Grrrr! I’m doing this on my phone because my computer is down. Don’t ask…
This is my second attempt on my phone. I’m trying hard to stay positive and GRATEFUL! Here goes.
It took me a couple of days to figure out what I wanted to write about. I know Becky had a hard time too. You would think this would be the easiest theme ever! I have so much for which to be grateful. I don’t think I could ever finish this post if I tried to list them here. At the top of my list is God and my family. But there’s something else. Something most people wouldn’t think about. My tumor. I’m grateful for the tumor I had when I was young. Without it I wouldn’t have faced my own mortality, my bad decisions, selfish actions- all the things we regret from our 20’s. I wouldn’t have realized how precious my faith, my children, my marriage, and my family were. I wouldn’t have valued life as much or realized how it can be gone in a second- irretrievable forever. It changed my life in so many great ways. I grew up quick. And let me tell you- when you know two surgeons are going to be cracking open your skull and cutting things around your brain and that one tiny wrong move could end your life- there is no doubt you want salvation. There are no aetheists in a fox hole, so to speak. It’s life or death and I was on my knees praying. I actually wrote a will of sorts at 24 years of age. That’s the place I was at in my life at 24 years old. In that moment no one can save you but God.

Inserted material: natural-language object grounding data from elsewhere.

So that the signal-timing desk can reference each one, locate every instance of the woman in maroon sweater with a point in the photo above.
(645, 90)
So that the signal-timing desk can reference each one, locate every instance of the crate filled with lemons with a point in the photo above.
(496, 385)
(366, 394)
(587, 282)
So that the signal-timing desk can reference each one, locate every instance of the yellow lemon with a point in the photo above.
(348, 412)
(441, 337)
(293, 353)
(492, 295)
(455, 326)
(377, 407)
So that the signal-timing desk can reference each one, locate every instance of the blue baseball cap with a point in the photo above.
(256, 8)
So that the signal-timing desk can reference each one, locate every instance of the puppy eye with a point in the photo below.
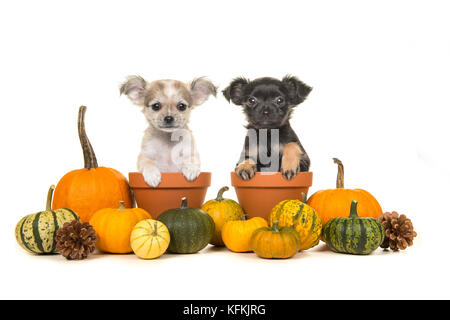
(280, 100)
(181, 106)
(156, 106)
(251, 101)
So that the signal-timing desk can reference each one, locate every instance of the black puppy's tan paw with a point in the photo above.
(246, 169)
(290, 174)
(290, 163)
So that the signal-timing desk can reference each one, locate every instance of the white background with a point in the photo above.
(380, 72)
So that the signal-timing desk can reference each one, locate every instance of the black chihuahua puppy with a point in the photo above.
(270, 145)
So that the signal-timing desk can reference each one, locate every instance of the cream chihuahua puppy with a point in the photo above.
(168, 144)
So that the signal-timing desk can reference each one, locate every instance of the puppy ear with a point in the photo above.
(234, 91)
(134, 88)
(201, 89)
(297, 90)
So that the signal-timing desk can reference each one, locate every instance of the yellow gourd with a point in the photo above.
(113, 227)
(236, 234)
(301, 217)
(149, 239)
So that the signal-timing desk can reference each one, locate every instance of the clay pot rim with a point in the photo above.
(170, 180)
(272, 180)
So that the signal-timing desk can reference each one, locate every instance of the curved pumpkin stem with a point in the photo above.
(48, 205)
(90, 161)
(220, 193)
(275, 227)
(353, 211)
(183, 203)
(340, 177)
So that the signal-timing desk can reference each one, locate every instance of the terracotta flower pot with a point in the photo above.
(260, 194)
(168, 194)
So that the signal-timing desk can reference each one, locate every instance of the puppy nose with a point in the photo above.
(168, 119)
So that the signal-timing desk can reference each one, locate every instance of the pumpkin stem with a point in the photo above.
(90, 161)
(183, 203)
(353, 211)
(48, 205)
(220, 193)
(275, 227)
(303, 197)
(340, 177)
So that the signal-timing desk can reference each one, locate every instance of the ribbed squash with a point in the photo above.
(275, 243)
(149, 239)
(222, 210)
(301, 217)
(113, 227)
(353, 235)
(190, 229)
(36, 232)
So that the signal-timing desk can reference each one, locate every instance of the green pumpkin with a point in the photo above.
(353, 235)
(190, 229)
(36, 232)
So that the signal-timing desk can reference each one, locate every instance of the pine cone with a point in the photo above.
(75, 240)
(399, 231)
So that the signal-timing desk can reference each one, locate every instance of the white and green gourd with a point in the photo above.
(36, 232)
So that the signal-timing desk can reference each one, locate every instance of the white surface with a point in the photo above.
(380, 72)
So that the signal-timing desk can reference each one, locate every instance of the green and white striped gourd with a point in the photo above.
(36, 232)
(353, 235)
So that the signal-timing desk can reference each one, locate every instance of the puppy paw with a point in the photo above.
(190, 172)
(152, 176)
(246, 170)
(290, 163)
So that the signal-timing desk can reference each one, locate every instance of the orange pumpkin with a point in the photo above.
(236, 234)
(332, 203)
(113, 227)
(92, 188)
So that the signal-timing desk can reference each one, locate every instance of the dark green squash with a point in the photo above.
(353, 235)
(190, 229)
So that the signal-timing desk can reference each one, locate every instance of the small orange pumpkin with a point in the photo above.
(275, 243)
(236, 234)
(93, 188)
(113, 227)
(332, 203)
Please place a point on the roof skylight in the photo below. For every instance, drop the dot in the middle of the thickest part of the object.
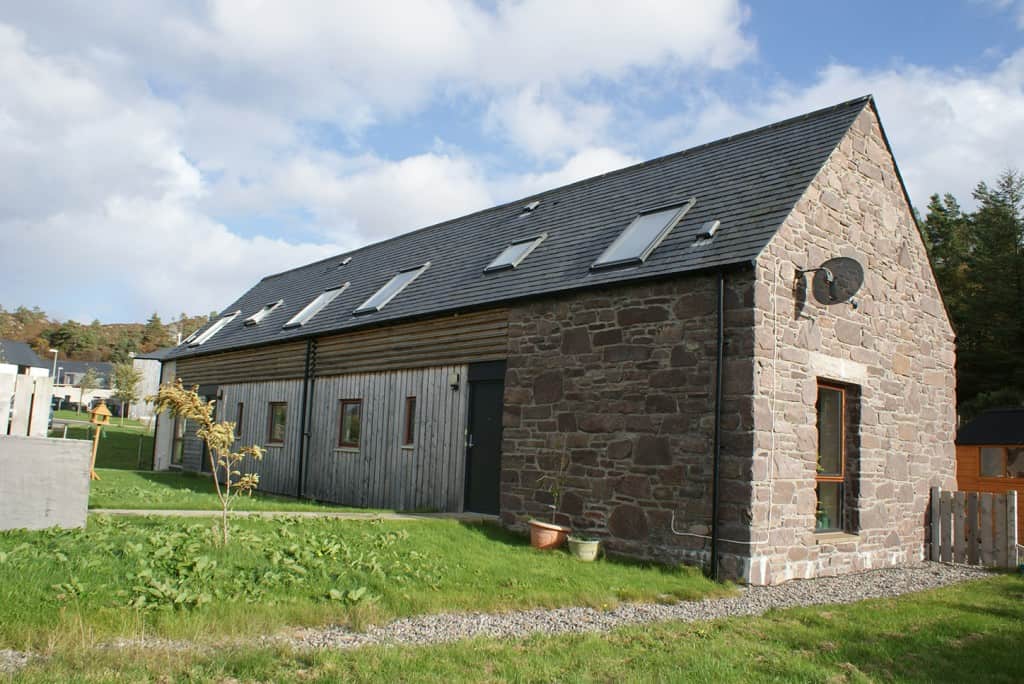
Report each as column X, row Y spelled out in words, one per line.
column 513, row 255
column 196, row 340
column 314, row 307
column 398, row 283
column 259, row 315
column 642, row 237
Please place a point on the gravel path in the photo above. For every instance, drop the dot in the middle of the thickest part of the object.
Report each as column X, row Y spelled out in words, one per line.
column 751, row 601
column 453, row 627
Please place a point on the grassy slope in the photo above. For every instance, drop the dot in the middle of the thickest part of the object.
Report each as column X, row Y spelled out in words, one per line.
column 190, row 492
column 125, row 447
column 62, row 587
column 971, row 632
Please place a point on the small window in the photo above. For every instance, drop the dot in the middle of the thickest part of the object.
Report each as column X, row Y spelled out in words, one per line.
column 513, row 255
column 832, row 459
column 409, row 432
column 262, row 313
column 212, row 330
column 642, row 237
column 993, row 462
column 276, row 423
column 314, row 307
column 391, row 289
column 350, row 425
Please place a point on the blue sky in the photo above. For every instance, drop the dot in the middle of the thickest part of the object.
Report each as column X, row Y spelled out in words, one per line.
column 167, row 155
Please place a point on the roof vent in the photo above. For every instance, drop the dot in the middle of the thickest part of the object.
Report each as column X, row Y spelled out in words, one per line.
column 709, row 229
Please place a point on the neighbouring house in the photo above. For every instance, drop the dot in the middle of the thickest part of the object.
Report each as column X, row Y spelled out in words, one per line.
column 656, row 326
column 990, row 456
column 66, row 385
column 18, row 358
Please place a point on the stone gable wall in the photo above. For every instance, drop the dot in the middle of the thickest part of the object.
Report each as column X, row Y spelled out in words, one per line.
column 623, row 380
column 897, row 347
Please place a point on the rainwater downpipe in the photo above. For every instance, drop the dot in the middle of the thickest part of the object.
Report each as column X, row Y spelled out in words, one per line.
column 717, row 444
column 300, row 478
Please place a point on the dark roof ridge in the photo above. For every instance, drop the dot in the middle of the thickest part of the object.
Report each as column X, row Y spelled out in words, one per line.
column 525, row 200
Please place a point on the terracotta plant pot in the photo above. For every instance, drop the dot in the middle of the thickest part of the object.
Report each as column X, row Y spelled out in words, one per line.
column 547, row 535
column 584, row 549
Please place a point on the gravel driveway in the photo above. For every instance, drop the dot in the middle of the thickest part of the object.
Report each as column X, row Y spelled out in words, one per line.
column 453, row 627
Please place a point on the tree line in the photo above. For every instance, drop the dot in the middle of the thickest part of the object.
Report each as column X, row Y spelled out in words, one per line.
column 978, row 260
column 95, row 341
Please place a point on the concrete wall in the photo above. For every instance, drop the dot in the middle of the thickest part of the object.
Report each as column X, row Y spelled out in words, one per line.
column 44, row 482
column 895, row 350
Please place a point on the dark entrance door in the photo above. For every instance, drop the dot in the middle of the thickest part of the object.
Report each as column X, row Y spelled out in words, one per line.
column 483, row 445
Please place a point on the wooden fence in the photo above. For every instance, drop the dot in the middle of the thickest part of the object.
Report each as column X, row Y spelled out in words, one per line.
column 972, row 527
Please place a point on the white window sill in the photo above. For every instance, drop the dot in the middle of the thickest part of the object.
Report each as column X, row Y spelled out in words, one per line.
column 835, row 538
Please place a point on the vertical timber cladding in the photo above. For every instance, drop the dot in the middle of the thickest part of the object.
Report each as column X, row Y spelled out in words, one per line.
column 382, row 367
column 382, row 472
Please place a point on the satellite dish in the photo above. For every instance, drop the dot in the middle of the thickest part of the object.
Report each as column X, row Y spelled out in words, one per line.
column 837, row 281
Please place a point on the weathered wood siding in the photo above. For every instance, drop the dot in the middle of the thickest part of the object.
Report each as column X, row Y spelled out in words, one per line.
column 279, row 469
column 459, row 339
column 481, row 336
column 382, row 472
column 969, row 479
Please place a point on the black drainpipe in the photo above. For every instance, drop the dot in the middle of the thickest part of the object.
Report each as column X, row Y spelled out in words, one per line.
column 303, row 433
column 717, row 459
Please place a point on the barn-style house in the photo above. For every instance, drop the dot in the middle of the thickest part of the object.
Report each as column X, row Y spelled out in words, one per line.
column 738, row 352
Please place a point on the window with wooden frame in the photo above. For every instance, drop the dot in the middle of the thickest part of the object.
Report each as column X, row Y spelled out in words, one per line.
column 178, row 440
column 830, row 476
column 1001, row 462
column 409, row 427
column 276, row 423
column 350, row 424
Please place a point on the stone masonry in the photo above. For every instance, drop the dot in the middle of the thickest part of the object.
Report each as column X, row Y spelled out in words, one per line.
column 895, row 349
column 622, row 380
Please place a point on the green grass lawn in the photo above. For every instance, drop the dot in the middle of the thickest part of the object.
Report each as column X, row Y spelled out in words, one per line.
column 126, row 447
column 128, row 576
column 84, row 416
column 967, row 633
column 189, row 492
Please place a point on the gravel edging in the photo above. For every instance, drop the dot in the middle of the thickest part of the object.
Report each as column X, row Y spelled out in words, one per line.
column 445, row 628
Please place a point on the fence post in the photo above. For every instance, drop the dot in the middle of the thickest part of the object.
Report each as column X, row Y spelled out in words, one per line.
column 1012, row 556
column 958, row 548
column 973, row 533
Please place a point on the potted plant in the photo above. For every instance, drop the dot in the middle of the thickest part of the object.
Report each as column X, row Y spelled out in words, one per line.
column 550, row 535
column 584, row 548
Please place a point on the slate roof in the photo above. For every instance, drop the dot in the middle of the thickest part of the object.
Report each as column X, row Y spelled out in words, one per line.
column 998, row 426
column 19, row 353
column 750, row 182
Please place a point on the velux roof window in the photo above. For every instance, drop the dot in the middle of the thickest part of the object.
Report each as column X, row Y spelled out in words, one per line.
column 196, row 340
column 262, row 313
column 314, row 307
column 513, row 255
column 642, row 237
column 391, row 289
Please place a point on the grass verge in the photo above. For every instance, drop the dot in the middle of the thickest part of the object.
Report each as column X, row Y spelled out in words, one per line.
column 180, row 490
column 164, row 576
column 970, row 632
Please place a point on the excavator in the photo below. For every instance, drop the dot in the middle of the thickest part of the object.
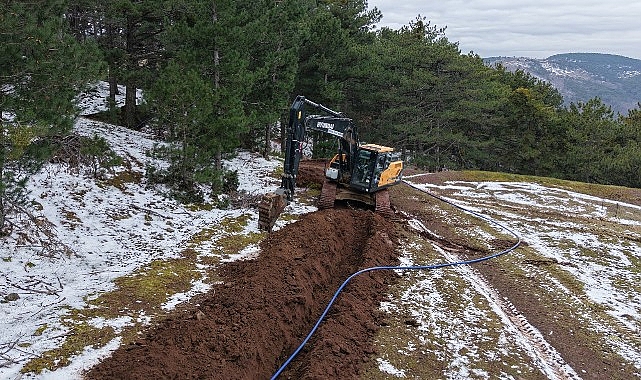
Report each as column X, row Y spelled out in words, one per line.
column 357, row 172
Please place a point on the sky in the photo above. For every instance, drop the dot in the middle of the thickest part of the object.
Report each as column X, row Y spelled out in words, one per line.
column 536, row 29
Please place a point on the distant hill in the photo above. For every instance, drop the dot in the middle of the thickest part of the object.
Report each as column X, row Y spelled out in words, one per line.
column 582, row 76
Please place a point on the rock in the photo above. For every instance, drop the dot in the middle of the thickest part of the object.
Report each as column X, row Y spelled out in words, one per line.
column 11, row 297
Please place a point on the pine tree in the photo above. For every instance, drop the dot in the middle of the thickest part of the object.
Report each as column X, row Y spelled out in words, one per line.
column 42, row 68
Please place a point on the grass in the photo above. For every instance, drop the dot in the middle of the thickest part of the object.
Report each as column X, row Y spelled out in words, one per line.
column 616, row 193
column 141, row 295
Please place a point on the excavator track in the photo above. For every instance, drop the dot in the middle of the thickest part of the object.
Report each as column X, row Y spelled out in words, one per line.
column 328, row 195
column 269, row 208
column 383, row 204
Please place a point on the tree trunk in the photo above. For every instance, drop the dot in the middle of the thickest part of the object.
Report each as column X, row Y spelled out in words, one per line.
column 268, row 138
column 130, row 105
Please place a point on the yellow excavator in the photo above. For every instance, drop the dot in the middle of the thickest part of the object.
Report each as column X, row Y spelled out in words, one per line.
column 361, row 173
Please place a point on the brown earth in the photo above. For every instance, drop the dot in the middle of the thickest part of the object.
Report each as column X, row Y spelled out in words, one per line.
column 248, row 326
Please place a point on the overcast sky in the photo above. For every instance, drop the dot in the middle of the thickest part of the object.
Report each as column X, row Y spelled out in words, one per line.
column 536, row 29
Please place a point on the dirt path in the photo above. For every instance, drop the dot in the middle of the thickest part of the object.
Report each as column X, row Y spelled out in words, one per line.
column 246, row 327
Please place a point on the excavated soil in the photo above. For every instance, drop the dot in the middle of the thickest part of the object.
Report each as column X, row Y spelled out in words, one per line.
column 248, row 326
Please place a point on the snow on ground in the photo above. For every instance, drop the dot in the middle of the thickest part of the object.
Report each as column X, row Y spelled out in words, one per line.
column 605, row 263
column 109, row 232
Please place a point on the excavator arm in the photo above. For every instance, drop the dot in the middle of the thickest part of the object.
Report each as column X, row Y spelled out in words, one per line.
column 299, row 122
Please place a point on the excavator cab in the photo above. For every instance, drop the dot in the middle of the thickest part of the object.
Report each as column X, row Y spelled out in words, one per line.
column 358, row 172
column 376, row 167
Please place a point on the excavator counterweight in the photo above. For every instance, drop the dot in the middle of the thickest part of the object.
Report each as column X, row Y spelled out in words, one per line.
column 360, row 173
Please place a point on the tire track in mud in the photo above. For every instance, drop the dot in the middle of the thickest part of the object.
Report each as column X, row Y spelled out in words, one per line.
column 246, row 327
column 543, row 354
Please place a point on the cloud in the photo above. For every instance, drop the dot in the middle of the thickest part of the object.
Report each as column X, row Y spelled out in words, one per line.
column 527, row 28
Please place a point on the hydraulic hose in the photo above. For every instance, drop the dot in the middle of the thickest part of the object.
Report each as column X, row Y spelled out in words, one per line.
column 412, row 267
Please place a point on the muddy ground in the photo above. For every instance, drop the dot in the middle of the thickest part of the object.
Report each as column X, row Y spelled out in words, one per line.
column 246, row 327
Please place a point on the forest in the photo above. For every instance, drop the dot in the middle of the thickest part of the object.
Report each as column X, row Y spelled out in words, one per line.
column 218, row 75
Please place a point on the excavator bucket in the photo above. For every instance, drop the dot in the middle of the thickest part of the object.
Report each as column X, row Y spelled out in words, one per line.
column 269, row 208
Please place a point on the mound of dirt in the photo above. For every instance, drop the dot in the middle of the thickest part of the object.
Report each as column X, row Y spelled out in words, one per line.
column 248, row 326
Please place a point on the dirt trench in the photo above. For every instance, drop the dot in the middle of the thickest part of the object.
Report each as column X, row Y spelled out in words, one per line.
column 246, row 327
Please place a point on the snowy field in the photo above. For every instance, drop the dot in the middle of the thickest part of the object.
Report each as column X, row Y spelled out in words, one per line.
column 105, row 232
column 102, row 233
column 462, row 322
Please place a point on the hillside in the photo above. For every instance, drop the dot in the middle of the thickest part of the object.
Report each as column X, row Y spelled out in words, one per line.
column 142, row 286
column 582, row 76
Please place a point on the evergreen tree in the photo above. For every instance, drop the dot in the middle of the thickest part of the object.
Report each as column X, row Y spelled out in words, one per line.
column 42, row 68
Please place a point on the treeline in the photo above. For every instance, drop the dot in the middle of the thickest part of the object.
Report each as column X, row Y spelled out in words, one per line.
column 218, row 75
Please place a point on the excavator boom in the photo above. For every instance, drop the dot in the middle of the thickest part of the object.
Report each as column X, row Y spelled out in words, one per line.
column 360, row 173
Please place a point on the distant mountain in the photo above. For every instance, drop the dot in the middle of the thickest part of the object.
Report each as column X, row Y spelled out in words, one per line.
column 582, row 76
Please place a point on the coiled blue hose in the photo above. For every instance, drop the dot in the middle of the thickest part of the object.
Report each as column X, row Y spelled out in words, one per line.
column 413, row 267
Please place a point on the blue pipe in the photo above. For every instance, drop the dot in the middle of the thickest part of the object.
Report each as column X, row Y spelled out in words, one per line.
column 413, row 267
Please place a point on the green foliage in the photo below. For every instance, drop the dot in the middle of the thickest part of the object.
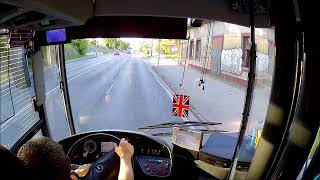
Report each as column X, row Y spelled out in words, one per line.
column 81, row 45
column 113, row 43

Fast forward almost 25 years. I cringe when I see pictures of myself. I agonize over which pictures to choose for social media. You see, as a result of the tumor half my face is paralyzed. In those moments when I don’t like how I look I have to remind myself that it was a small sacrifice made to save my life and that sacrifice allowed me to live to see my kids grow up, my grandkids be born and all the other things I’ve seen and done in the last two decades. So today I’m grateful for my broken face. I’ve had a great life and I’m reminded of that each and every time I look in the mirror. So THANK YOU to Dr. Duckert and the 1994 team of surgeons and medical professionals who saved my life during the more than 9 hour surgery they did at University of Washington Medical Center. Thank you.
High School- I had a great smile before the surgery. This was probably 8-10 years or so before surgery.
The day I graduated with my Bachelors degree I walked across the stage, walked out the door, said goodbye to my babies (not knowing if I’d see them again) and Bart drove me to Seattle, Washington for surgery on my tumor. My face was already paralyzed. The doctors said it could be temporary and surgery might resolve it. It didn’t.
Be grateful. Life can change so quickly.